48 Walker Street | Wednesday, November 9, 6-8PM
Please join us for an evening of contemporary poetry as we celebrate the work of Wayne Koestenbaum, Danny Rivera, and Reagan Lothes, at 48 Walker Street. In collaboration with James Cohan Gallery, this event will be hosted by the arts educator, Steve Rivera. Recent publications by these writers will also be available to be signed and purchased.
Wayne Koestenbaum—poet, critic, fiction-writer, artist, filmmaker, performer—has published 22 books, including Ultramarine, The Cheerful Scapegoat, Figure It Out, Camp Marmalade, My 1980s & Other Essays, The Anatomy of Harpo Marx, Humiliation, Hotel Theory, Circus, Andy Warhol, Jackie Under My Skin, and The Queen’s Throat (nominated for a National Book Critics Circle Award). His first feature-length film, The Collective, premiered at UnionDocs (New York) in 2021. In 2020 he received an American Academy of Arts and Letters Award in Literature. Yale’s Beinecke Rare Book and Manuscript Library acquired his literary archive in 2019. He is a Distinguished Professor of English, French, and Comparative Literature at the City University of New York Graduate Center. www.waynekoestenbaum.com
Danny Rivera is the author of ANCESTRAL THROAT, a poetry chapbook published by Finishing Line Press in 2021. His poetry and literary criticism have appeared in American Book Review, Western Humanities Review, Washington Square, and other journals. He lives and teaches in Brooklyn. www.dannyrivera.co
Reagan Lothes teaches undergraduate and graduate writing at Rutgers University, New Brunswick. Her research focuses on Sylvia Plath and Cold War modernism. Poems from her “she” series have appeared in Linebreak and Painted Bride Quarterly.

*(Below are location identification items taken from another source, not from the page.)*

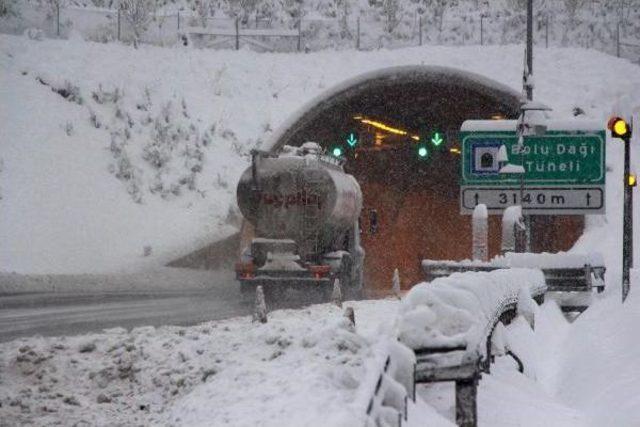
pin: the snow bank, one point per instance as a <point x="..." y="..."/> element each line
<point x="457" y="310"/>
<point x="301" y="367"/>
<point x="86" y="187"/>
<point x="599" y="367"/>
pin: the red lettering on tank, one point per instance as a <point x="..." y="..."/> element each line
<point x="290" y="200"/>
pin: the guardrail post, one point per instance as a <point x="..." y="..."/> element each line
<point x="58" y="20"/>
<point x="237" y="34"/>
<point x="466" y="403"/>
<point x="546" y="31"/>
<point x="480" y="233"/>
<point x="618" y="39"/>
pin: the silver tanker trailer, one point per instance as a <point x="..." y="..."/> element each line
<point x="304" y="210"/>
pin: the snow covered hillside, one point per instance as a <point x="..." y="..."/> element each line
<point x="115" y="158"/>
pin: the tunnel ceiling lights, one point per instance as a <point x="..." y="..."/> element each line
<point x="385" y="127"/>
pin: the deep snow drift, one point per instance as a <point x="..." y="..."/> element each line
<point x="309" y="367"/>
<point x="115" y="158"/>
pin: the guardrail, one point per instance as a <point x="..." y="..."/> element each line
<point x="563" y="273"/>
<point x="389" y="393"/>
<point x="463" y="361"/>
<point x="251" y="36"/>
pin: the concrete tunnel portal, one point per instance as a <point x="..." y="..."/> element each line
<point x="411" y="205"/>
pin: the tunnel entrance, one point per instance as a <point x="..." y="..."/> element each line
<point x="411" y="208"/>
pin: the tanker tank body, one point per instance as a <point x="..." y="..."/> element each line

Sylvia Plath and "the bigger things": War, History, and Modernism at Midcentury
Steve Rivera received an MFA in Combined Media from CUNY at Hunter College. In the fall of 2012, he opened NOVELLA GALLERY. Celebrated exhibitions include Full Tilt, curated by John Yau, featuring the work of Gary Stephan, Don Voisine, Louise Belcourt, Marilyn Lerner, Stanley Whitney, Jason Karolak, and Linda Francis; and Peter Williams: The N-Word, an exhibition of paintings in response to the high-profile murders of Michael Brown, Eric Garner and Tamir Rice, among countless other African-American men and women. You can find his writing on contemporary art at The Great Fires.
This event is free and open to the public.